Relevant data may also be found in other parts of the user’s computer. Data may reside in the computer’s “cache” memory used to store frequently accessed data, and in its Internet browsing program that retains information about the user’s Internet site visits.
Discoverable information may reside in more sites than merely the key witness’s desktop or laptop. Those devices likely are part of a network, the server of which contains media on which data is stored. The user’s computer may be connected to a personal digital assistant, Blackberry, iPhone, tablet, or other mobile device containing “memory cards.” The user’s e-mails may reside on recipients’ computers or their mobile devices along with e-mail attachments. Data may also exist on the user’s Internet service provider’s system.

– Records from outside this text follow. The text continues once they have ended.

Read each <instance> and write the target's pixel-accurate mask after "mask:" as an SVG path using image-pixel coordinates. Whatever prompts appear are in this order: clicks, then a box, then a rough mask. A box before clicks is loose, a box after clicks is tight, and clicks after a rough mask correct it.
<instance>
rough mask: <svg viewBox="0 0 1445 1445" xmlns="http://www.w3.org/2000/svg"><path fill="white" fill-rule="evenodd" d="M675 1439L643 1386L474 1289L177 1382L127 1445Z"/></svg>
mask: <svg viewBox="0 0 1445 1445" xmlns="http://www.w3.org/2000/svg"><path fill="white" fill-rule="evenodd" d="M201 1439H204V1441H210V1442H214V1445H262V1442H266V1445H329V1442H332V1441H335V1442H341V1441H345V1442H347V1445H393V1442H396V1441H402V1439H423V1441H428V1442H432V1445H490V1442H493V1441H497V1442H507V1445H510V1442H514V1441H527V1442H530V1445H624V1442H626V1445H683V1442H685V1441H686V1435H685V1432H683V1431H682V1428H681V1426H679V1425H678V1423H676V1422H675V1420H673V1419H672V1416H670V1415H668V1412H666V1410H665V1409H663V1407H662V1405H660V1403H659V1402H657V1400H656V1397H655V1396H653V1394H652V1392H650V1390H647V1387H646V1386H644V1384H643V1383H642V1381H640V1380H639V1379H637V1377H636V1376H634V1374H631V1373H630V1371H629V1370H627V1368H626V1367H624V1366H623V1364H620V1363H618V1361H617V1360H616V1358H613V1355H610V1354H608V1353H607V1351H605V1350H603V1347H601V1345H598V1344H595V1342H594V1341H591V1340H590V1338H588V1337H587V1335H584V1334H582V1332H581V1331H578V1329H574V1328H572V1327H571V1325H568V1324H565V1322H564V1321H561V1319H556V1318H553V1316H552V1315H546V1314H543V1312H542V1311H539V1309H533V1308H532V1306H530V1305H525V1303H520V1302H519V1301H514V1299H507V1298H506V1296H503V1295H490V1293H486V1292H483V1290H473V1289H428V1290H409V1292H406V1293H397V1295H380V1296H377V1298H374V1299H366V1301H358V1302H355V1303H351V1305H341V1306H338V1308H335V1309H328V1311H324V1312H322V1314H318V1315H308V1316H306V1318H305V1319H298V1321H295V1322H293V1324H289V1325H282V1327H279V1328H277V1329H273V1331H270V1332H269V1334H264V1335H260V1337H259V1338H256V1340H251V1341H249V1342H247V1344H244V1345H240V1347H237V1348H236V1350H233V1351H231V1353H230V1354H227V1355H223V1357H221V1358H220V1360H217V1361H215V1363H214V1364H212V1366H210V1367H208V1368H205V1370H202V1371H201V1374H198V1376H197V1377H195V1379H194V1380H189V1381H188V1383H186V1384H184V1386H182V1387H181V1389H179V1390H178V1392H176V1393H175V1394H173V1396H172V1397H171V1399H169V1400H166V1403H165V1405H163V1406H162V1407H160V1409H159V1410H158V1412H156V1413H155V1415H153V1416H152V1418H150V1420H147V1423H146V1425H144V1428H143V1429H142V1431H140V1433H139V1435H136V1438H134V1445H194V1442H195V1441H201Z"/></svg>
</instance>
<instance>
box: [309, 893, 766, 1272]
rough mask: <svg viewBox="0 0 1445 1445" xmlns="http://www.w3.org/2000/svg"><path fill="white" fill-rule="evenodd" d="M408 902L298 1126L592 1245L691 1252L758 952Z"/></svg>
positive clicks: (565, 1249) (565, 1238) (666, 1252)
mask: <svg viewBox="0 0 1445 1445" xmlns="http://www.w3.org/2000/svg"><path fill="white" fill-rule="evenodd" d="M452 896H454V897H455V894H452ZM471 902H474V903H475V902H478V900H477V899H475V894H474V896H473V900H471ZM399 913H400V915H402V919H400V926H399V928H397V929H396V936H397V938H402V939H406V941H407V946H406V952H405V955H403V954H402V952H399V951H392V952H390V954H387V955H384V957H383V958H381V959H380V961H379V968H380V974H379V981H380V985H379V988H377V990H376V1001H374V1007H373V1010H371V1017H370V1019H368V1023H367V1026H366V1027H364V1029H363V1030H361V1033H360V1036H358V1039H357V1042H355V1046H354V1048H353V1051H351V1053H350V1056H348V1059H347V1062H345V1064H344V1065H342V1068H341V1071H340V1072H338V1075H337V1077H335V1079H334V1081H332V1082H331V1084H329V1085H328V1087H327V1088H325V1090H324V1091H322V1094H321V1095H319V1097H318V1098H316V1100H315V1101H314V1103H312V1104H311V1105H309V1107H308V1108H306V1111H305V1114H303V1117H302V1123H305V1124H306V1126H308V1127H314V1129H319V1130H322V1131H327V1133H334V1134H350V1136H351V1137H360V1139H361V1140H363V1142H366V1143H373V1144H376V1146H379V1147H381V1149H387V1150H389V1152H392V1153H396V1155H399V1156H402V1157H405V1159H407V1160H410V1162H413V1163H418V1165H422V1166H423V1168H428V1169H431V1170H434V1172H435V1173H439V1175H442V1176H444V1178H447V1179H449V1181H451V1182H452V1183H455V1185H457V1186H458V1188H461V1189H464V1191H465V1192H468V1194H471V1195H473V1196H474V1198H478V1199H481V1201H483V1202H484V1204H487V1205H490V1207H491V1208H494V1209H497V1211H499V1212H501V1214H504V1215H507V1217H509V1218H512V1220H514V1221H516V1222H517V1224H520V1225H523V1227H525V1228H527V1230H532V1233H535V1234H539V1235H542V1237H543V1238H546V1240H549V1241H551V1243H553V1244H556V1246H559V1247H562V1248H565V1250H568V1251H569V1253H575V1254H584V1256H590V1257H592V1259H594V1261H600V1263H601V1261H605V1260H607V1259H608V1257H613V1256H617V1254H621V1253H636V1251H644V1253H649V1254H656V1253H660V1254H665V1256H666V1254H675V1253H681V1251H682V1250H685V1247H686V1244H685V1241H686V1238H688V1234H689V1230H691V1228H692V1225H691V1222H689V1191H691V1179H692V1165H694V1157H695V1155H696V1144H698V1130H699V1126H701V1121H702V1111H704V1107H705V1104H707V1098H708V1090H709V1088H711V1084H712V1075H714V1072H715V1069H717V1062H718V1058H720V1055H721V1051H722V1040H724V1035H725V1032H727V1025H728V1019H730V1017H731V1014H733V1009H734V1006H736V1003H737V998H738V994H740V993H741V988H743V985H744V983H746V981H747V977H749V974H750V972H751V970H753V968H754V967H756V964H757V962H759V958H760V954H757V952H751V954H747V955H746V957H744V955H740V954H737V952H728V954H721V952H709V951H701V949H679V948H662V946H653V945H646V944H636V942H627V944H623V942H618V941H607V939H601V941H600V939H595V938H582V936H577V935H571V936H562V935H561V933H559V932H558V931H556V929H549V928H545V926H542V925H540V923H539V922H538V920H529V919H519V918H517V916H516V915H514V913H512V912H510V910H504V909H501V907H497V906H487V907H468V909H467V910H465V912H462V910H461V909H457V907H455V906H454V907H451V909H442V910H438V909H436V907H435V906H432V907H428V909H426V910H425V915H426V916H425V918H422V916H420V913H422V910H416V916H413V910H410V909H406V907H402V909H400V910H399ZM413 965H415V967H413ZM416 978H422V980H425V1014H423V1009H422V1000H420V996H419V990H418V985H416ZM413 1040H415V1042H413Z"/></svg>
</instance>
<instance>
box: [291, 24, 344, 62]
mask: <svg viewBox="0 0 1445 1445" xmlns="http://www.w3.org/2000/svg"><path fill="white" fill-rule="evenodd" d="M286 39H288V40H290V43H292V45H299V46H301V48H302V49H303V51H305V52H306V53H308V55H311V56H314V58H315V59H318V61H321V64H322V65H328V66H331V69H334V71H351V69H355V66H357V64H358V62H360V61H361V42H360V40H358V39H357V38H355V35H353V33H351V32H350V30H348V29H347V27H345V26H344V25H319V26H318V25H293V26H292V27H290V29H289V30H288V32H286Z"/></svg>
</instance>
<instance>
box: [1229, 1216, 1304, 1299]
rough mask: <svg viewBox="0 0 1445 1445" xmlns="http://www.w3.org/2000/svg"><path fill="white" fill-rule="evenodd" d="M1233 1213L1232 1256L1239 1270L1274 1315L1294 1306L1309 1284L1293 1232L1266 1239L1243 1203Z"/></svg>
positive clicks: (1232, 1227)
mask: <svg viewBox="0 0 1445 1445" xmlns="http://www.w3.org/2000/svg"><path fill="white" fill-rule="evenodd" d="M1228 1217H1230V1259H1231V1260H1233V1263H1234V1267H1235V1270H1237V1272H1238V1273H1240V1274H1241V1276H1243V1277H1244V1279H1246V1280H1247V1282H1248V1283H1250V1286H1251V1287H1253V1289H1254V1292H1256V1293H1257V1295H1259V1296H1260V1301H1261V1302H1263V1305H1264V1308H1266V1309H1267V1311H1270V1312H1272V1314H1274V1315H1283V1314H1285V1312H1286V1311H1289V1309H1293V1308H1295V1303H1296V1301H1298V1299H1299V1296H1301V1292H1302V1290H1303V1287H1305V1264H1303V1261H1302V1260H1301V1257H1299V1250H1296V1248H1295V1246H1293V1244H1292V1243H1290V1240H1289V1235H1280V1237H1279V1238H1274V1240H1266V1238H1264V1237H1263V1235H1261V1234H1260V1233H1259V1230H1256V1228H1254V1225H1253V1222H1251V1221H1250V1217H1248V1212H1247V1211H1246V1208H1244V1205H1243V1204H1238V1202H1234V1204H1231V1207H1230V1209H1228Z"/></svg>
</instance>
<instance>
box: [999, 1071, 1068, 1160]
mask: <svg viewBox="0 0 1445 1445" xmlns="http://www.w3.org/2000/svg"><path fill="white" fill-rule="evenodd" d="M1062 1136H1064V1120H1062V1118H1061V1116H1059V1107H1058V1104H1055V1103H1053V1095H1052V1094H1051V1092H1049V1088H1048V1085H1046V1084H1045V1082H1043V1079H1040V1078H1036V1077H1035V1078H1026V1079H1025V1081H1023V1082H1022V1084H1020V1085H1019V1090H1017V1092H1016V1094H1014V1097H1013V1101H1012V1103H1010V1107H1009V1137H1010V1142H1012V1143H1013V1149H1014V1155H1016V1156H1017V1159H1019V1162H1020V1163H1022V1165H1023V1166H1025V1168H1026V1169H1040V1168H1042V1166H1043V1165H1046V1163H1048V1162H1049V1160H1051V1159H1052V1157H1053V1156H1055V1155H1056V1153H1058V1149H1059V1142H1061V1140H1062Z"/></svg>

The user may have “burned” or copied data to a CD or DVD via laser technology, or loaded data onto a flash drive or other portable storage media. Information may have been digitized onto media found in copiers and scanners. Plus, the user may have left voice-mails on systems containing media where the digitized message may well persist. Obviously forensic data searches involve a wide ambit of potential information sources.
Conclusion
In conclusion, computers process sequences of 1s and 0s along electrical circuits as directed by software program instructions that receive inputs from the user’s keyboard or mouse clicks, or from electronically or magnetically stored information found in memory chips or disk drives within the computer. The outcome of the process is then converted to understandable language and displayed on the monitor. Computer forensics in litigation focuses on the storage capacity of computers that retains information even when it is deleted but not erased. It is interested in the who-what-and-when metadata of documents that proves witness involvement with the documents. It also focuses on the search for discoverable information stored on media beyond the litigant’s laptop or network server. All of this awaits service of the request to produce “electronically stored information.”
Reference information supporting this discussion was found in a variety of web-based sources. For an excellent, and readable, explanation of computer science see Irv Englander, The Architecture of Computer Hardware and Systems Software: An Information Technology Approach (1996).